Vaduganathan Muthiah, Mentz Robert J, Greene Stephen J, Senni Michele, Sato Naoki, Nodari Savina, Butler Javed, Gheorghiade Mihai
Department of Medicine, Massachusetts General Hospital, Harvard Medical School, Boston, MA, USA.
Expert Rev Cardiovasc Ther. 2015;13(7):799-809. doi: 10.1586/14779072.2015.1053872.

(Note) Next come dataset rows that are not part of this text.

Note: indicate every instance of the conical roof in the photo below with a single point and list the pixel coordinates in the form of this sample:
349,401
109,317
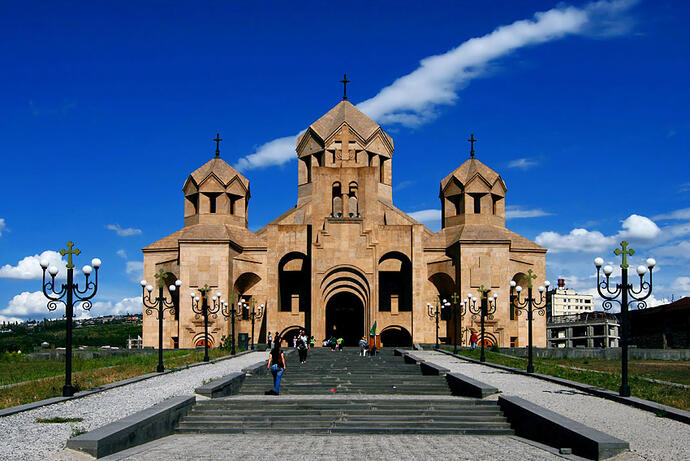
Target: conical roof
469,169
221,169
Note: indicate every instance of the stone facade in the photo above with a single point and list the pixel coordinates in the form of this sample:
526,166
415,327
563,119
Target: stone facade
344,257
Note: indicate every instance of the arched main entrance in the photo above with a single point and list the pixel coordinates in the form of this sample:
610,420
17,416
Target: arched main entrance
345,318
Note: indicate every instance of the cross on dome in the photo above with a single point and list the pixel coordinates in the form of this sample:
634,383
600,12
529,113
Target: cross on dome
344,81
218,139
472,141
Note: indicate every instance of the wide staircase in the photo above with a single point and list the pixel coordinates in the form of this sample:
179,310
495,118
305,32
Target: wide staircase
340,392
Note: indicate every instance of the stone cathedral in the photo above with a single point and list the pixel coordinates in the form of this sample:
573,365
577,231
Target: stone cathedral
344,257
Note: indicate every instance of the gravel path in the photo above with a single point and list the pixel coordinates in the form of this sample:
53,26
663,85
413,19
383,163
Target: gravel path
649,436
24,439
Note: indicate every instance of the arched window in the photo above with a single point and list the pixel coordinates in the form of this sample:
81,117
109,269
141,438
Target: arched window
352,207
337,200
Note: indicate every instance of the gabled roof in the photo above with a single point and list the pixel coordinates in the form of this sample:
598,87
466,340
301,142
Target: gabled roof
345,112
480,232
471,168
222,170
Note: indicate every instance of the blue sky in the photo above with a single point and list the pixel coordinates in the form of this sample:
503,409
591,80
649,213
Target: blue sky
582,107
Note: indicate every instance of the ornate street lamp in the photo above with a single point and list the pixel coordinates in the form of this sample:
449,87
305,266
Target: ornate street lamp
530,305
624,289
434,311
205,310
486,308
229,310
459,310
255,313
66,295
160,305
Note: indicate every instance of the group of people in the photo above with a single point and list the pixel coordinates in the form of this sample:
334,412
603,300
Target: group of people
334,343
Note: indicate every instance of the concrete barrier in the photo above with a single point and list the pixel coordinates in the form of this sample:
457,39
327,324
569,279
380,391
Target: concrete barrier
411,358
536,423
429,368
613,353
141,427
221,387
465,386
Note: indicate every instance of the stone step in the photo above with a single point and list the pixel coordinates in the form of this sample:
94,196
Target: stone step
390,429
493,417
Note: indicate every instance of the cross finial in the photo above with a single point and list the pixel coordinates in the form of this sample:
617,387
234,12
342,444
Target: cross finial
484,291
204,290
161,277
69,252
344,81
472,141
218,140
623,250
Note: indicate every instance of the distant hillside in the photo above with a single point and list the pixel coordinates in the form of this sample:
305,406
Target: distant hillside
28,336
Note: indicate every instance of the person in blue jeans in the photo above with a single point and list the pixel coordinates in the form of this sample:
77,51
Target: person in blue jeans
276,363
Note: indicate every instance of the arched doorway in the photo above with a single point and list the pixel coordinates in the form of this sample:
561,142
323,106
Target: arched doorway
396,336
345,318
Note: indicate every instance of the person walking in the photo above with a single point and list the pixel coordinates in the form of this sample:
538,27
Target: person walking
363,347
277,365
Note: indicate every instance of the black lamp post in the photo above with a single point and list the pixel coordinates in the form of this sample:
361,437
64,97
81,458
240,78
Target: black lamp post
205,310
160,305
255,313
229,310
459,310
434,311
66,295
486,308
625,290
530,305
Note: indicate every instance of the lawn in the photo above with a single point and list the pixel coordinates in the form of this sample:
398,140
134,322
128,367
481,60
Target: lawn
42,379
609,376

Congestion is the most common reason for admissions and readmissions for heart failure (HF). The vast majority of hospitalized HF patients appear to respond readily to loop diuretics, but available data suggest that a significant proportion are being discharged with persistent evidence of congestion. Although novel therapies targeting congestion should continue to be developed, currently available agents may be utilized more optimally to facilitate complete decongestion. The combination of loop diuretics, natriuretic doses of mineralocorticoid receptor antagonists and vasopressin antagonists represents a regimen of currently available therapies that affects early and persistent decongestion, while limiting the associated risks of electrolyte disturbances, hemodynamic fluctuations, renal dysfunction and mortality.
充血是心力衰竭(HF)住院和再住院的最常见原因。绝大多数住院的HF患者似乎对袢利尿剂反应良好,但现有数据表明,相当一部分患者出院时仍有持续充血的迹象。尽管应继续研发针对充血的新型疗法,但目前可用的药物可以更优化地使用以促进完全消除充血。袢利尿剂、具有利钠作用的盐皮质激素受体拮抗剂和血管加压素拮抗剂联合使用,代表了一种目前可用的治疗方案,该方案可实现早期和持续的消除充血,同时限制电解质紊乱、血流动力学波动、肾功能不全和死亡等相关风险。